In order to extend the technology of cellular microintegration to small diameter tubes, a 4.7 mm diameter stainless steel mandrel was used in the place of the previously employed 19 mm diameter mandrel for sheet microintegration. In order to microintegrate highly cellular and defect free tubular constructs, it was useful to slightly decrease electrospraying distance 0.5 cm and lower the mandrel negative charge from −10 kV to −3 kV from previous methods. During fabrication, PEUU appeared pink and glistening on the mandrel indicative of uniform cellular electrospray. After removal from the mandrel, samples of either PEUU or PEUU/collagen (75/25) were found to be mechanically robust in that they were suturable and could retain their lumens after compression. Images depicting the suturability and gross appearance of SMC micro integrated PEUU conduits are illustrated in FIGS. 26A and 26B.

5.4 Cell Growth and Histology

Cell placement and viability in the SMC micro integrated constructs was investigated initially and again after 4 days of static or perfusion culture. After perfusion, samples were gently removed from the stubs and then sectioned into representative slices for MTT and histology. MTT results indicated viable cells 1 day after fabrication. Furthermore, cells remained viable at day 4 with either static or perfusion culture with cell number values reported slightly higher for perfusion culture. MTT data are summarized in FIG. 27. Samples were fixed and stained with hematoxylin and eosin staining.
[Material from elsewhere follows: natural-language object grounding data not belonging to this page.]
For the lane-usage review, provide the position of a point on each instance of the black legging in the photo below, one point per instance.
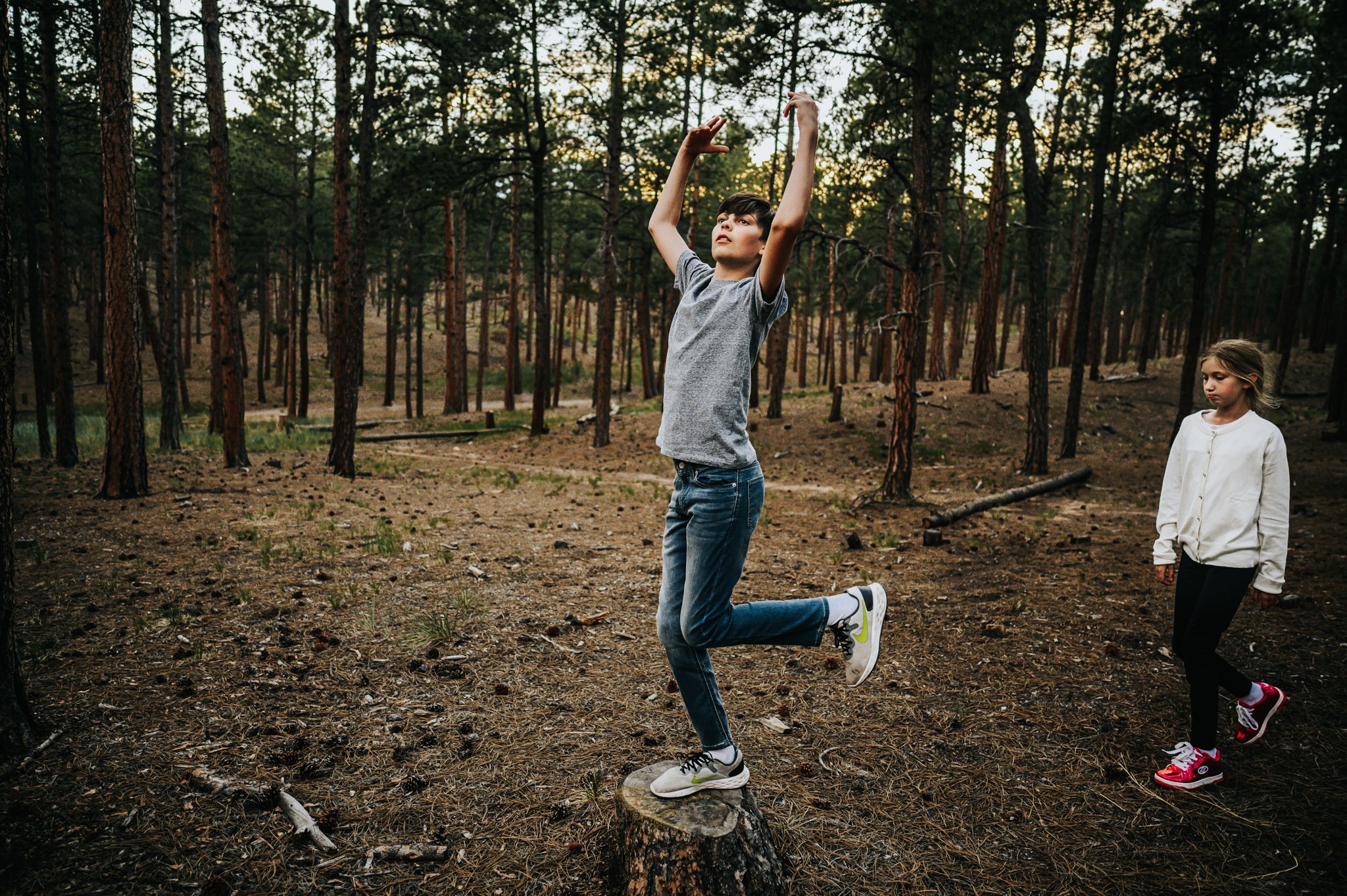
(1206, 599)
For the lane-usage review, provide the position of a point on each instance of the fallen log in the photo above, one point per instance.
(408, 853)
(217, 785)
(714, 843)
(1127, 379)
(263, 794)
(1006, 498)
(453, 434)
(27, 759)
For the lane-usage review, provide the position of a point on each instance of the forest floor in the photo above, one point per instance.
(282, 625)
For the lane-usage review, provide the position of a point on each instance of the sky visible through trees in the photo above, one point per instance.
(495, 151)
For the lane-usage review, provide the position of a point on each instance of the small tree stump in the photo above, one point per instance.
(714, 843)
(835, 413)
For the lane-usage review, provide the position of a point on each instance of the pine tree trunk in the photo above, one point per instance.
(512, 385)
(126, 473)
(1006, 318)
(1202, 262)
(310, 179)
(1033, 338)
(170, 300)
(542, 314)
(33, 250)
(263, 330)
(391, 344)
(18, 730)
(453, 337)
(340, 337)
(897, 474)
(227, 331)
(993, 253)
(1102, 141)
(608, 241)
(57, 318)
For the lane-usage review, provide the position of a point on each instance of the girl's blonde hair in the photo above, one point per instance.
(1245, 360)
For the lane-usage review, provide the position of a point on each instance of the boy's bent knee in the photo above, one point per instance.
(670, 631)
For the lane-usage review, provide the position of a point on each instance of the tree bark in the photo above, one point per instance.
(170, 302)
(608, 241)
(542, 333)
(484, 343)
(57, 318)
(512, 385)
(391, 325)
(126, 471)
(18, 728)
(710, 844)
(1100, 166)
(897, 475)
(993, 253)
(1033, 338)
(1005, 498)
(1304, 235)
(1206, 233)
(227, 330)
(33, 250)
(341, 452)
(453, 335)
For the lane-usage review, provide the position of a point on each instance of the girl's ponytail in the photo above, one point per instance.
(1245, 360)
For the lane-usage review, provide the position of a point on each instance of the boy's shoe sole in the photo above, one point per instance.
(880, 599)
(1263, 728)
(720, 784)
(1190, 785)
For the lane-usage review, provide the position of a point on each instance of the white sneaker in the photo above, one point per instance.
(858, 634)
(700, 772)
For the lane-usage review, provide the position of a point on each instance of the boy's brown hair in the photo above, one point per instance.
(749, 204)
(1245, 360)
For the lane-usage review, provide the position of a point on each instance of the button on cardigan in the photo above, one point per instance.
(1226, 498)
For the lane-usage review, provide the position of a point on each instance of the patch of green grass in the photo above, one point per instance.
(384, 540)
(887, 540)
(593, 785)
(266, 554)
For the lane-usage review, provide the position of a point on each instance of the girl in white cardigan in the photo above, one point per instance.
(1223, 515)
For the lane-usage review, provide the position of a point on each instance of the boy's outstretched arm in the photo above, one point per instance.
(667, 210)
(795, 202)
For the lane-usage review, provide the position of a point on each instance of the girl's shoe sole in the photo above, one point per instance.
(1191, 785)
(881, 604)
(723, 784)
(1263, 730)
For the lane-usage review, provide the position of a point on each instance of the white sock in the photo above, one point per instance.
(841, 607)
(725, 755)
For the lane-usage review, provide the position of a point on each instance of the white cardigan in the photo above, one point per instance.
(1226, 498)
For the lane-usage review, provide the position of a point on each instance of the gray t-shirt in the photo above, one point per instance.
(714, 339)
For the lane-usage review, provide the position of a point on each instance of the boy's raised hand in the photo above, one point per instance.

A representative H&E stain of uniform initial cell integration within the tubular construct is shown in FIG. 28. This half-tube image consists of multiple images taken ITom the tube periphery grouped together to create a representative image.

5.5 Mechanical Properties

Ring strength, burst pressure, and suture retention strength were assessed in the micro integrated constructs after fabrication. The stress strain response from subjecting a small tube section to uniaxial tensile testing is displayed in FIG. 29. These rings were mechanically robust and flexible with maximum stress and strain values of 6.3 MPa and 170% respectively. The ring samples did not break cleanly in each case and seemed to pull apart or delaminate past the ultimate stress value. In order to calculate the dynamic compliance of the microintegrated constructs, samples were exposed to pulsatile flow and the pressure/diameter relationship was evaluated. This relationship was compared with a porcine mammary artery (pMA) exposed to the same pulsatile flow. As seen in FIG. 30, the mechanical response of both the pMA and microintegrated PEUU was very similar with values falling for both samples falling between one another. Compliance values were 1.02±0.33×10−3 mmHg−1 for pMA and 0.71±0.13×10−3 mmHg−1 for SMC microintegrated PEUU. Burst pressure values for all samples were greater than 1500 mmHg. The burst pressure values were approximations due to the porous nature of the microintegrated tubes.

This method produced highly cellularized elastomeric scaffolds. Cells were viable after fabrication and proliferated under perfusion culture. In order to extend this technology to micro integrate cells into small diameter tubular constructs as a blood vessel prototype, it was advantageous to modify some process variables. For example, in order to target and electro spray cells onto the smaller diameter mandrel it was useful to decrease the distance between electro spray nozzle and mandrel. Also, it was useful to avoid a large negative bias on the mandrel. Using a high negative charge to the rotating mandrel target resulted in polymer protrusion defects, or “spikes,” in the tube which could disrupt conduit integrity and cell viability. Therefore, it was useful to decrease mandrel charge to result in homogenously cellular and fibrous tubular conduits. These constructs were then cultured under a perfusion bioreactor to encourage better exchange of nutrients, waste, and oxygen to the cells in the tube interior. H&E and MTT results indicated viable cells present within the constructs after fabrication and perfusion culture.

Having described this invention above, it will be understood to those of ordinary skill in the art that the same can be performed within a wide and equivalent range of conditions, formulations and other parameters without affecting the scope of the invention or any embodiment thereof.